In the new experiment, engineers gave the command to the robot to move a specific object to a given point. However, the system did not receive any instructions about the nature of the object. Objects are constantly changing. It could be a bottle of water, a can of beer, a pen or a book. As it turned out, the task was completed by the robots, using data from previous experience of interaction with the real world. They were able to calculate the consequences of moving the object across the surface to the desired point.
And what about the man?
Two previous experiments were carried out with the participation of only robots, without human assistance. According to Google employees, the training of robotic systems can go much faster if a person helps the machine. After all, a person can quickly figure out what will happen as a result of performing some actions. For example, in one experience, a person helped different robots open doors of a different type. Each system received a unique door and lock.
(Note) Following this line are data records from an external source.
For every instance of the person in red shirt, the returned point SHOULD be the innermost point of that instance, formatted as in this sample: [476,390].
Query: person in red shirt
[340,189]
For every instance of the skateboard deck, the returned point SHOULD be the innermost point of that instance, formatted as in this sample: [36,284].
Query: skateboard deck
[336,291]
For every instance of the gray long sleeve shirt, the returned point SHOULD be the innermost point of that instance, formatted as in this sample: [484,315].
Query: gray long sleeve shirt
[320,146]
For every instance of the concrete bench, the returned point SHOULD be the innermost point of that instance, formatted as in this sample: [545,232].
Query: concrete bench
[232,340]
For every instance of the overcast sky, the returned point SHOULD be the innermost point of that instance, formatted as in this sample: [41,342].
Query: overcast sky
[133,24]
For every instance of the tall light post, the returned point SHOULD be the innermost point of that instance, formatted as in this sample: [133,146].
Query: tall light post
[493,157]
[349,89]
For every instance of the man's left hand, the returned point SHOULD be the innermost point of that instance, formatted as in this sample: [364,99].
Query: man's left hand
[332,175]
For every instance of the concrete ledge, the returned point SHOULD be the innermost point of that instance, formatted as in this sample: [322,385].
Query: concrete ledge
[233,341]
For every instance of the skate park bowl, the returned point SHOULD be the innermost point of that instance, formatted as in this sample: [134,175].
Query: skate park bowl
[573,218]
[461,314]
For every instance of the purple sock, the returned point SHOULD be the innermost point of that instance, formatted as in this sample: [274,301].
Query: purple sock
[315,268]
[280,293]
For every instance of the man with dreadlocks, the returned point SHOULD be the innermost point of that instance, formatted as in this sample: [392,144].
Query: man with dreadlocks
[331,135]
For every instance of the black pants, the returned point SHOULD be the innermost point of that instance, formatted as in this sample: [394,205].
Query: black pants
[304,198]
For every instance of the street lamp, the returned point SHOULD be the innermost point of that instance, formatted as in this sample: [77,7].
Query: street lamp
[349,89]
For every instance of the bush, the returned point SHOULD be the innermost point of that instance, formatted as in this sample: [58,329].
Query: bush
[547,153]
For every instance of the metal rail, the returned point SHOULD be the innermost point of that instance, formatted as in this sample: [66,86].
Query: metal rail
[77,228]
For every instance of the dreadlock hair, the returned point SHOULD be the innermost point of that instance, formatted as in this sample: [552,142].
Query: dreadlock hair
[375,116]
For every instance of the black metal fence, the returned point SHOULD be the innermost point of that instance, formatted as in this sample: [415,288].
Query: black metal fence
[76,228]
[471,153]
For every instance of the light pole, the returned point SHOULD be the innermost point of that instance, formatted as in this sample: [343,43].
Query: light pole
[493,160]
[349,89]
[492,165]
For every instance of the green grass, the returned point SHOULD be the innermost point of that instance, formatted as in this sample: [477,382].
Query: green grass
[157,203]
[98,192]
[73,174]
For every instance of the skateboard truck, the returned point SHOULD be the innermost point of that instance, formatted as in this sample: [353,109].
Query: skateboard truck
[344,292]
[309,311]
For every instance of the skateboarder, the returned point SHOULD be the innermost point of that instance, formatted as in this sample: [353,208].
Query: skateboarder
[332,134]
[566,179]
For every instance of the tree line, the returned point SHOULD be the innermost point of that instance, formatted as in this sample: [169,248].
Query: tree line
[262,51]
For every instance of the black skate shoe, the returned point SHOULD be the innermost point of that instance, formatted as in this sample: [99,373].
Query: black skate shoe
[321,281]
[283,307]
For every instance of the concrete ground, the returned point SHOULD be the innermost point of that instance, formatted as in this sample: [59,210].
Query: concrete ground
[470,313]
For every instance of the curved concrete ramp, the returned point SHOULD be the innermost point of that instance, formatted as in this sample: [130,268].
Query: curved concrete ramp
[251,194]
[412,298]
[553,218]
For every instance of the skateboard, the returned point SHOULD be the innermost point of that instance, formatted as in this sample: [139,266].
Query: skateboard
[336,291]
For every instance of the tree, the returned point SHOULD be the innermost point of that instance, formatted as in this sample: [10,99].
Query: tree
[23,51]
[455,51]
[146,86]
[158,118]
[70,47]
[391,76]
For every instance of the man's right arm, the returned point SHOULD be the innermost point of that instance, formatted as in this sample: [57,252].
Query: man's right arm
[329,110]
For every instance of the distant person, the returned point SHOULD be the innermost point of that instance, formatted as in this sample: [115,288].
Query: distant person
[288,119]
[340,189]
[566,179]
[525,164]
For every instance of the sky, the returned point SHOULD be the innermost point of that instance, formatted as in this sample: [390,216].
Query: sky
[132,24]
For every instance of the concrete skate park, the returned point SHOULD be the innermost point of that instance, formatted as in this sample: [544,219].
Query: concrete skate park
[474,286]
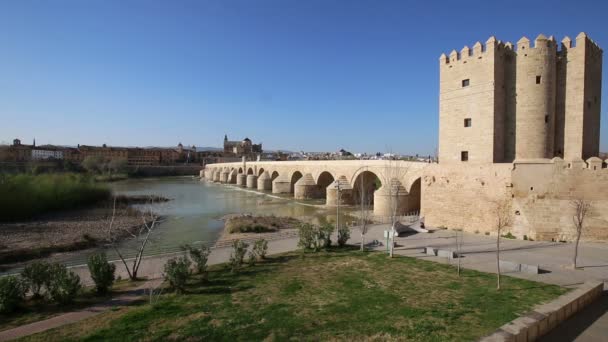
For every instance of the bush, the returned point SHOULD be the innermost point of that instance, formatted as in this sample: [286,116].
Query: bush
[35,276]
[102,272]
[315,237]
[308,237]
[324,234]
[260,247]
[258,251]
[24,196]
[12,293]
[63,284]
[239,249]
[343,235]
[200,257]
[177,272]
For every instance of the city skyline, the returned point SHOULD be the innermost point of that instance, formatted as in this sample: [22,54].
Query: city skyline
[296,76]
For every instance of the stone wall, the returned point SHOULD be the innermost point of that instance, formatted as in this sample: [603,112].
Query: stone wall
[460,196]
[543,193]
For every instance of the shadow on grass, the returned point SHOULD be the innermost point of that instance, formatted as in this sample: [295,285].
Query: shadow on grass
[574,326]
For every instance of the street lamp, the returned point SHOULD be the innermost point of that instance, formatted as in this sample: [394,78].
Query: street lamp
[339,189]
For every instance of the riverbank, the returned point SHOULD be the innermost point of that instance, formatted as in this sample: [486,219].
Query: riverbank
[70,230]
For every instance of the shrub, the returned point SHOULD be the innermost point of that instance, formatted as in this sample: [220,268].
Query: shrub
[261,248]
[102,272]
[308,236]
[24,196]
[12,293]
[258,251]
[324,234]
[35,276]
[177,272]
[200,257]
[239,249]
[343,235]
[63,284]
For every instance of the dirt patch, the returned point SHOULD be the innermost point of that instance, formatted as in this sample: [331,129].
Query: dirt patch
[63,232]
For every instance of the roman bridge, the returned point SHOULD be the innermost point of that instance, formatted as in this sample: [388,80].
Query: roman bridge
[388,186]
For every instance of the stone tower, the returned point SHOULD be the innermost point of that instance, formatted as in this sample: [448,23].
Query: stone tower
[499,103]
[535,98]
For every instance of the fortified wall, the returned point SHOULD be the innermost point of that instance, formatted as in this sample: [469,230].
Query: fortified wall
[518,124]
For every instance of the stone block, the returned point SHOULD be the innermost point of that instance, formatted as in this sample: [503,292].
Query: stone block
[509,266]
[444,253]
[499,336]
[525,268]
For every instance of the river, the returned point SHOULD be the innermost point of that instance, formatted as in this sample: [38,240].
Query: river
[193,215]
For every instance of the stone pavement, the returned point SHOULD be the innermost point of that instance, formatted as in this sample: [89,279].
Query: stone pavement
[478,253]
[75,316]
[153,270]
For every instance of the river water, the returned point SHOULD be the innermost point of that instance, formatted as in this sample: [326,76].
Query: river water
[193,215]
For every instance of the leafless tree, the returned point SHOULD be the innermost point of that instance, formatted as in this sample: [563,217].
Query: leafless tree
[581,209]
[395,172]
[503,218]
[365,214]
[459,236]
[141,236]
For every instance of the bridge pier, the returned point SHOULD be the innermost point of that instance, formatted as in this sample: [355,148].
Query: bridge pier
[306,188]
[389,196]
[281,185]
[252,181]
[264,181]
[241,180]
[232,177]
[346,193]
[224,176]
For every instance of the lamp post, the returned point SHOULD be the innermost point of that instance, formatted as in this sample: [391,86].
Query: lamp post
[339,189]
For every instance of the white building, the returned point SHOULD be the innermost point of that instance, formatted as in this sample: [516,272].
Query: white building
[40,154]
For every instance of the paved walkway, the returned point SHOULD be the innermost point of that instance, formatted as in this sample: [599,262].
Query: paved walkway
[152,268]
[75,316]
[478,253]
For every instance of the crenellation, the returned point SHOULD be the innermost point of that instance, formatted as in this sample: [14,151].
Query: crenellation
[523,43]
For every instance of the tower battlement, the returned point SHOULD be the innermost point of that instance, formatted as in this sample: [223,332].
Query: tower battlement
[478,50]
[533,99]
[523,44]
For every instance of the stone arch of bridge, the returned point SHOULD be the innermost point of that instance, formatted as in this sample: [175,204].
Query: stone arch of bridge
[324,179]
[414,196]
[295,176]
[364,185]
[274,175]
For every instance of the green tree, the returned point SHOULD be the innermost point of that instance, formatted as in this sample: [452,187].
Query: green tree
[177,272]
[36,275]
[64,285]
[12,293]
[102,272]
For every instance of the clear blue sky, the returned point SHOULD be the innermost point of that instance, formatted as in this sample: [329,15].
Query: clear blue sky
[311,75]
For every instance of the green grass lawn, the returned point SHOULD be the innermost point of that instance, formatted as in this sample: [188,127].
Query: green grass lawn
[335,295]
[35,310]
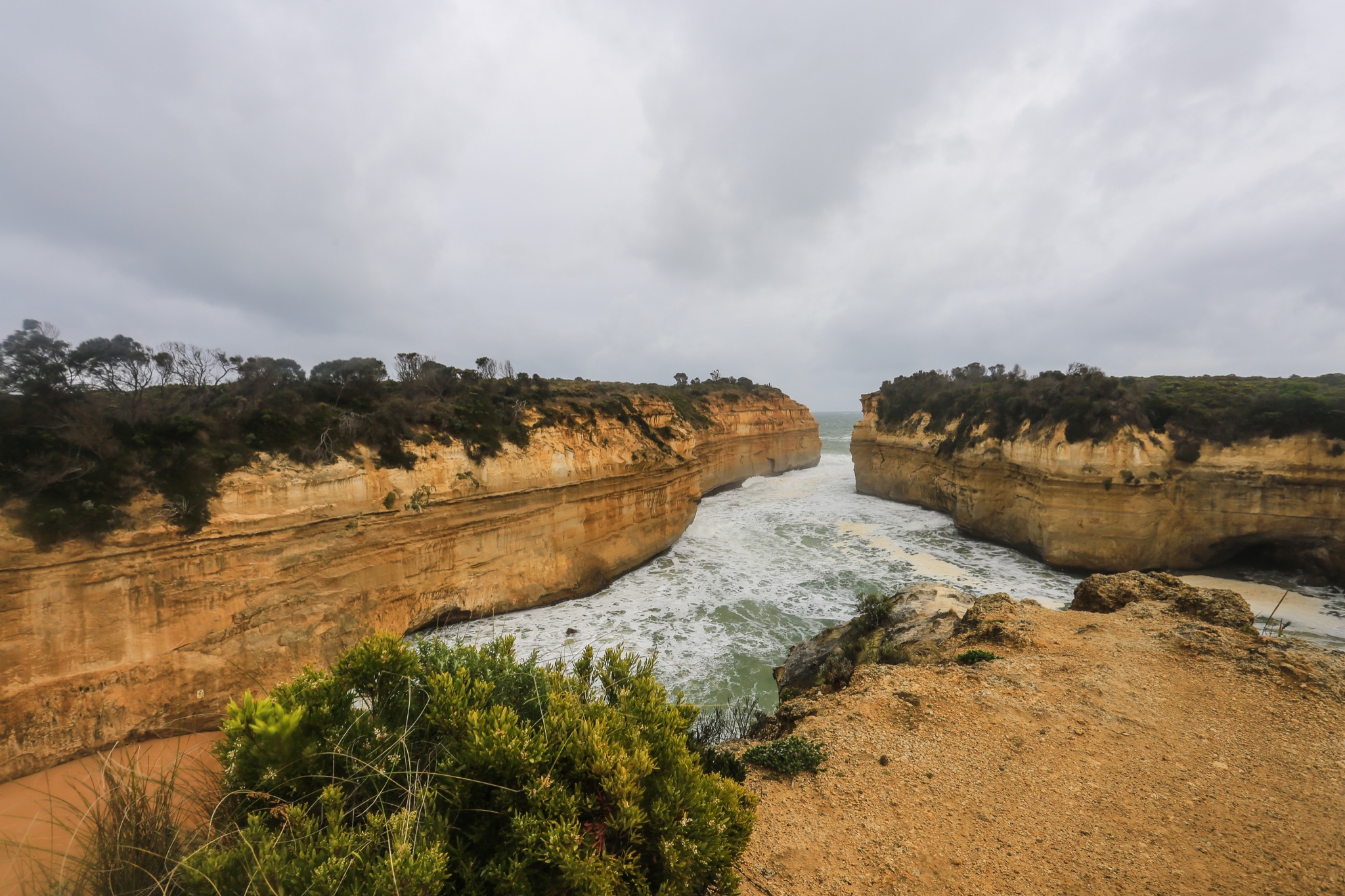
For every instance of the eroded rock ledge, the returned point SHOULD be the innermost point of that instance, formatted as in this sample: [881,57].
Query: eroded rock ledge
[1122,504]
[1142,750]
[150,633]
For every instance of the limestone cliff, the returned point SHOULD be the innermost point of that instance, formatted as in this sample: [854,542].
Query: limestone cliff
[1122,504]
[151,633]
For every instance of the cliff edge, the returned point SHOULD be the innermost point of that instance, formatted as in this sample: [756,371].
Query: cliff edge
[1138,752]
[1125,501]
[150,631]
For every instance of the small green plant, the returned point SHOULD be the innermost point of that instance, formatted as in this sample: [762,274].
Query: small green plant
[420,499]
[787,757]
[412,765]
[872,610]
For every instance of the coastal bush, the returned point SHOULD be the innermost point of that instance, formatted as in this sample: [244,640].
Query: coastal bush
[789,756]
[89,427]
[872,610]
[462,769]
[1095,406]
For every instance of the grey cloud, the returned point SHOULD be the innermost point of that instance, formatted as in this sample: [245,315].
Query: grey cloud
[817,195]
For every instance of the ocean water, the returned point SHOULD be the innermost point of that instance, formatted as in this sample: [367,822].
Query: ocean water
[780,558]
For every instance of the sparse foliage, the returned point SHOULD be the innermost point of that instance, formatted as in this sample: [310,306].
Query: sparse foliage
[789,756]
[993,402]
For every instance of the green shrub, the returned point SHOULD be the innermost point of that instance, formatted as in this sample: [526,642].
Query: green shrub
[1095,406]
[872,610]
[789,756]
[466,769]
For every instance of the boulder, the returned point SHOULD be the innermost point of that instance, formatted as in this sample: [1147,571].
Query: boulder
[1110,593]
[994,617]
[921,617]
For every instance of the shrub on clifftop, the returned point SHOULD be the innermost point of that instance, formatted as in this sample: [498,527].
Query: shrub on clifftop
[456,769]
[1095,406]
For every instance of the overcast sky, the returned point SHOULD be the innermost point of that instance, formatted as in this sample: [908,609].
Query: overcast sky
[820,195]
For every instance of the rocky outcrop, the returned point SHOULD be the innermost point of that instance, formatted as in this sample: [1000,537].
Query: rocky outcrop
[151,633]
[1124,504]
[920,618]
[1110,593]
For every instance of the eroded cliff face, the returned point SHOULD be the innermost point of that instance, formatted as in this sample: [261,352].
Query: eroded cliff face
[151,633]
[1125,504]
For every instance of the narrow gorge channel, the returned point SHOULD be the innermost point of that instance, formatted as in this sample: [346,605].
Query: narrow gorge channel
[768,565]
As a result, a unified strategy was developed for all robots, which they called “politics”. All actions of the robots were processed using a deep neural network. She processed images from the cameras that recorded the actions of the robots, and transferred the already processed information to the central server in the form of a policy.
Robots consistently improved the “policy” using trial and error. Each robot tried to open the door, using the latest current policies. Robot actions were still processed by the neural network and uploaded to the server. Over time, robots began to work much more efficiently than the first time.
After the robots began to operate successfully, each of the instructors who worked with the robots changed the conditions of the problem somewhat. The changes were strong (the position of the door, the opening angle, etc.) changed, but they were sufficient to ensure that the previously developed policy was not entirely suitable for solving a new task. Robots gradually learned to cope with new conditions for themselves, and subsequently learned how to perform the most difficult tasks of opening various doors and locks. The final experiment showed the effectiveness of this type of training: robots were able to open the door and lock, which they had not yet encountered.
The authors of the project claim that the interaction of robots with each other and the central data repository helped them learn faster and more efficiently. And the use of a neural network has significantly improved the preliminary results.
Unfortunately, the list of tasks that can be performed by robots is extremely limited. Even the simplest movements and tasks like opening doors or raising various objects are difficult for them. The man still has to tell the robot what to do and how to act. But the algorithms are gradually improving, and neural networks have already ceased to be something amazing. Therefore, it is hoped that in the near future, robots will still be able to perform complex tasks. Maybe the future is already here.